3.1.1 Language of Page (A)

Definition for WCAG 2.0 success criterion 3.1.1

3.1.1 Language of Page: The default human language of each Web page can be programmatically determined.

This criterion is meant to ensure that content developers provide information that user agents need to present text and other linguistic content correctly. Both assistive technologies and conventional user agents can render text more accurately when the language is identified. Screen readers can load the correct pronunciation rules. Visual browsers can display characters and scripts correctly. Media players can show captions correctly.

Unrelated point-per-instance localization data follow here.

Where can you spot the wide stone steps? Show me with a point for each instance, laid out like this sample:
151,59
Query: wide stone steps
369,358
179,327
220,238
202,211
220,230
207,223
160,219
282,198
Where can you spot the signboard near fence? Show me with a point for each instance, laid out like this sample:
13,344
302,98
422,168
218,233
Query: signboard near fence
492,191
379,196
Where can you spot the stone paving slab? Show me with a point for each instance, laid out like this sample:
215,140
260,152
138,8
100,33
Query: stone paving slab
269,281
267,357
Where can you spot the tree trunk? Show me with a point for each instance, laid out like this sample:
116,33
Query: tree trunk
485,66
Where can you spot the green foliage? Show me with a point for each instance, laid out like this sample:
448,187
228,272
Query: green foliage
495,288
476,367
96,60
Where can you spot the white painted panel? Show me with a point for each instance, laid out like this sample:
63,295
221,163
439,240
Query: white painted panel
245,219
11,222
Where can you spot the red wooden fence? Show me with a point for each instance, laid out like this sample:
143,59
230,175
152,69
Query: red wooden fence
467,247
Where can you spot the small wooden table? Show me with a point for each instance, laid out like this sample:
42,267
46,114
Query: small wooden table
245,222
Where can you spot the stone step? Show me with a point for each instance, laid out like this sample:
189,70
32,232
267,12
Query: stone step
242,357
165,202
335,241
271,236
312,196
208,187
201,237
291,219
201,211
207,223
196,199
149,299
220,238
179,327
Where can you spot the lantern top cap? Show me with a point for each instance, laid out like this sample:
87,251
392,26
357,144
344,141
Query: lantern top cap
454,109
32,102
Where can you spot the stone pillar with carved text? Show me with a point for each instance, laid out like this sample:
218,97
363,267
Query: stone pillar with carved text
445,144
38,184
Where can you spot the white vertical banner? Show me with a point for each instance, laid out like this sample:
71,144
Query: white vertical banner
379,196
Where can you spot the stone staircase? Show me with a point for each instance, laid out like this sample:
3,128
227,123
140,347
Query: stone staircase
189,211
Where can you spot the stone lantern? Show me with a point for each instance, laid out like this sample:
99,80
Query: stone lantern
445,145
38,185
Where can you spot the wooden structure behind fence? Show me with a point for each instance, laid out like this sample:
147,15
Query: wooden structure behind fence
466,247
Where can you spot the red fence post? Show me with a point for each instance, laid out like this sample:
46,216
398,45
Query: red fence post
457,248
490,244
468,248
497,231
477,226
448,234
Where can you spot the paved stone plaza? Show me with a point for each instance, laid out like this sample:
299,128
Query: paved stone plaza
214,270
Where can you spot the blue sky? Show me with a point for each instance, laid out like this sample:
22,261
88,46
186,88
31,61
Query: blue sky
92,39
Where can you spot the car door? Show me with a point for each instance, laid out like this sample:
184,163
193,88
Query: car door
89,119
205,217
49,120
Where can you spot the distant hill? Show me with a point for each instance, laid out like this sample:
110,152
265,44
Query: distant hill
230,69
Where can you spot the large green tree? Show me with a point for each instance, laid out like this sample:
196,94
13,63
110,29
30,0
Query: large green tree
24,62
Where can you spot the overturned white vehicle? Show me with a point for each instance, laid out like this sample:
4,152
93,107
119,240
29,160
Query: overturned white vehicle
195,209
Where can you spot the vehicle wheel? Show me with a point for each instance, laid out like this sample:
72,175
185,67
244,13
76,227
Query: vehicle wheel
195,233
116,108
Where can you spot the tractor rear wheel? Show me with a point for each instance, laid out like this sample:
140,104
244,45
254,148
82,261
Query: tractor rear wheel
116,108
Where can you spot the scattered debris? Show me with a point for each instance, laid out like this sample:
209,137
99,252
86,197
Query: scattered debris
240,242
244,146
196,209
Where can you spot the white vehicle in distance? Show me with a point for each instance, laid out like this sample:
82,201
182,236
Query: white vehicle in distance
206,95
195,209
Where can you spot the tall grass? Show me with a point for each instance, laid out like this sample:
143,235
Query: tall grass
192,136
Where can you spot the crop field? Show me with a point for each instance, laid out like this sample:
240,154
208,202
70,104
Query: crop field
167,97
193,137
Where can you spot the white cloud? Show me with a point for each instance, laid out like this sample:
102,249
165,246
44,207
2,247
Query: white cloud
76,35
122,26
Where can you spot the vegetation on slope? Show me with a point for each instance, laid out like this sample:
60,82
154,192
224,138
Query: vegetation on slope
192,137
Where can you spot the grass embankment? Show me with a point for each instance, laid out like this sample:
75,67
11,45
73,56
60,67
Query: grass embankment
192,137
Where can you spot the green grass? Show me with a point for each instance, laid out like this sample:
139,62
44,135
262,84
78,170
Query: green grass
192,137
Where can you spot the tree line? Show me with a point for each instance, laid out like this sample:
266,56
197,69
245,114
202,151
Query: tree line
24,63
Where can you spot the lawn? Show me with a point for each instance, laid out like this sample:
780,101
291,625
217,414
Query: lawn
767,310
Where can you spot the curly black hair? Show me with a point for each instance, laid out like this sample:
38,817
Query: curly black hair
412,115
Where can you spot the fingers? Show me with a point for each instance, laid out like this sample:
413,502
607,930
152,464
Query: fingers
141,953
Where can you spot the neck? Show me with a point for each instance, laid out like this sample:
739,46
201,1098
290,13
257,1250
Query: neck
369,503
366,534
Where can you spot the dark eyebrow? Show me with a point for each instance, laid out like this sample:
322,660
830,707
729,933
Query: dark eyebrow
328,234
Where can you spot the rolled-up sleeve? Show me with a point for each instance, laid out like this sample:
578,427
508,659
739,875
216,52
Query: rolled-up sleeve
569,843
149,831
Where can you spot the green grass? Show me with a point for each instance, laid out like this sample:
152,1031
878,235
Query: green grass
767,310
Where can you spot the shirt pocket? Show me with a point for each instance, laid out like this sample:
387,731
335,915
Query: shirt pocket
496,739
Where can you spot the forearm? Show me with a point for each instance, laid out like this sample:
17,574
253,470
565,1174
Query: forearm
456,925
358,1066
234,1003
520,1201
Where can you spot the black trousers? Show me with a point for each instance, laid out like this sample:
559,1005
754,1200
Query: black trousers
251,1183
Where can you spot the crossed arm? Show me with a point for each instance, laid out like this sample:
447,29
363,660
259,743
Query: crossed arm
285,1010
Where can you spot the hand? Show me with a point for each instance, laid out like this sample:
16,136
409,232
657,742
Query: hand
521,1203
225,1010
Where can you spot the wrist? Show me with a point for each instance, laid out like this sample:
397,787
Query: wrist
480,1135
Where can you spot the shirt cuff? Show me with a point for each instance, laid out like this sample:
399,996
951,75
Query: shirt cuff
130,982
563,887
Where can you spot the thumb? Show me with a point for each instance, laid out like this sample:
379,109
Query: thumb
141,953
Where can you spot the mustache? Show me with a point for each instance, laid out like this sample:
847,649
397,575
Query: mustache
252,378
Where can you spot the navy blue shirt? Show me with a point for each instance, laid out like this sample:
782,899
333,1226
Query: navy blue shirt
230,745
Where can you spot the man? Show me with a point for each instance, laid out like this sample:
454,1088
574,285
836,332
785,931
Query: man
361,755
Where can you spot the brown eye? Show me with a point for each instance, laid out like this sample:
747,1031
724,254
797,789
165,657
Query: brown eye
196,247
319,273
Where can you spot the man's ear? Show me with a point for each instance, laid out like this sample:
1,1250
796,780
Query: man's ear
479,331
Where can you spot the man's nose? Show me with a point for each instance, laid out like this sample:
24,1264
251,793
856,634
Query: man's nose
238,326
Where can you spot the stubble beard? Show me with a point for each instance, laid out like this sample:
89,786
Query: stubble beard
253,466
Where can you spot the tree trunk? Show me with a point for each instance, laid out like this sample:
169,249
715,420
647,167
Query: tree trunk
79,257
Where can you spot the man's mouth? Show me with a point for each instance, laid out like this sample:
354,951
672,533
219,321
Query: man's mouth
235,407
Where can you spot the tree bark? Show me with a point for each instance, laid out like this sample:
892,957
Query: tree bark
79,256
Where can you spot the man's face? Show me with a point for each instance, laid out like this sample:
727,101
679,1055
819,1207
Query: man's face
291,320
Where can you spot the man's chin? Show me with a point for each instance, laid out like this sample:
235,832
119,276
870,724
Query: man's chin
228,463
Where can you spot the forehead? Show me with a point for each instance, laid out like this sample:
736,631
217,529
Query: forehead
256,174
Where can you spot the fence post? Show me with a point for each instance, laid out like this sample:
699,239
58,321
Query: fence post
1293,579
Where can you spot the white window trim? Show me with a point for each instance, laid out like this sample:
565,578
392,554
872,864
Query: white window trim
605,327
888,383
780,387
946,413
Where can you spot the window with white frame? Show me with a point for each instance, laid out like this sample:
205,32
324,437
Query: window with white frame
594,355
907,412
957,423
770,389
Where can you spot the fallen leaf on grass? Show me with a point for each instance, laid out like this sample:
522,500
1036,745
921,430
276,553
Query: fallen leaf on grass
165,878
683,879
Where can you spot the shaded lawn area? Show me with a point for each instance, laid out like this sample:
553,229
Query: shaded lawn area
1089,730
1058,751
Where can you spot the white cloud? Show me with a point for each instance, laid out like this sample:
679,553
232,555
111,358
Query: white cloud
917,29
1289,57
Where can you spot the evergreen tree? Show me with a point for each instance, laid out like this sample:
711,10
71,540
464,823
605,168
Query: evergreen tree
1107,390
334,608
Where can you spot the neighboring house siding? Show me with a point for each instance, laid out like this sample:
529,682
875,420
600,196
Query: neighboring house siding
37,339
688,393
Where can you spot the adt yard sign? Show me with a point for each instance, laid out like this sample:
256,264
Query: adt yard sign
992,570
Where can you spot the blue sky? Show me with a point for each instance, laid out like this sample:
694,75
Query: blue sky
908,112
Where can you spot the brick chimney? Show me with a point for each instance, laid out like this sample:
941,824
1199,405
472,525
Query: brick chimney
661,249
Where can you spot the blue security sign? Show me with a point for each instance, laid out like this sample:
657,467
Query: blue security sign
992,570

As a result, users with disabilities are better able to understand the content.

However, note that proper names, technical terms, words of indeterminate language, and words or phrases that have become part of the vernacular of the immediately surrounding text, are not required to be programmatically determinable.

Testing success criterion 3.1.1

Input into spreadsheet

Fail
The <html> element lacks a lang attribute, or the value of the lang attribute is not appropriate (either invalid or not reflective of the document's human language).
Pass
The <html> element of the document (and of any frames or <iframe> elements) has a lang attribute with the appropriate language code value.
N/A
The sample is for a native application.

How to test

Note: If the page contains frames or <iframe> elements, each component sub-page also needs to have correctly defined language as above.

Input into spreadsheet

Fail
Screen reader output is not in the correct human language, or the language is not explicitly defined in the document / application (meaning that it relies solely on the user's locale / language settings and will therefore fail when this is different from the document / application content).
Pass
Screen reader output is in the correct human language, and the language is explicitly defined in the document / application.